Despite the severe drought, a larger planting area this year would ease the impact. It is unlikely to be felt by consumers as China has built a reserve estimated at 36 million tonnes that can be put on the market if prices rise.

 

Yue added that China do not see any need for imports in the coming years as the country is basically balanced in corn supply and demand.

 

Good sales of corn starch and alcohol indicate corn processors are operating at higher rates than in early 2009, he said. Consumption is likely to be of the same levels next year as there has been no expansion of processing capacity this year.

 

Meanwhile, demand from feed mills could increase as the US-China trade dispute could weigh on chicken imports, causing China's domestic poultry inventories to rise.

 

During the conference, Yue also said the Chinese government may still consider procuring corn from the northeastern regions to support prices against the negative impacts from the global economic downturn.
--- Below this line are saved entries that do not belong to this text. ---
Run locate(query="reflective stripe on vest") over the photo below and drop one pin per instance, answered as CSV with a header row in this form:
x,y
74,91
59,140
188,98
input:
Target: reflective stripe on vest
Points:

He added that the corn processing companies should participate in the corn reserve plan to reduce their distribution cost and in the meantime lighten the government's inventory pressure.

 

To stabilise the corn market, China had purchased 40 million tonnes of corn for state reserve last year, accounting for about 24 percent of that year's total output.

 

On the other hand, Liu Yonghao, chairman of the country's leading feed mill, New Hope Group, said China needed to start preparing its corn market for imports.

 

He said the market should expect to see a turning point in about three years' time due to solid demand from feed mills and processors. He added that the Chinese government should study corn policy and be prepared as China's feed demand will continue to grow at an average of 5 percent annually amid increasing urbanisation.

 

With the US$585 billion government stimulus package helping to lift workers' and farmers' incomes, Chinese diets will include more meat, dairy products and eggs, Liu said.

 

Liu said 60 percent of China's corn was allocated for animal feed and 25 percent was processed, leaving little for human use. New Hope alone needs over 15 million tonnes of corn a year. He said the company will consider imports if the US corn price and the freight charges enjoy a price advantage over Chinese corn.

 

Meanwhile, Li Ming, COFCO's assistant president and general manager of COFCO Agri Trading and Logistics, dismissed Liu's comments as one company's opinion.

 

He said the Chinese government will not relax its control because the government is aiming at 95 percent self-sufficiency. If China imports more corn, it will drive up the international price. At the same time, the US is also using more corn for ethanol production.

 

He said the government has started an export programme to ease the pressure on its stockpiles but the price difference between domestic and international markets meant no deals had yet been done.

 

Traders said the government was offering subsidies of RMB250 (US$36.61) per tonne on up to two million tonnes of exports, allocated to COFCO and Jilin Grain Group.

 

However, a senior trading manager with an international trading house said based on Dalian corn prices, even with the government subsidies, the price is still at least US$10 per tonne higher than US corn to South Korea and Japan.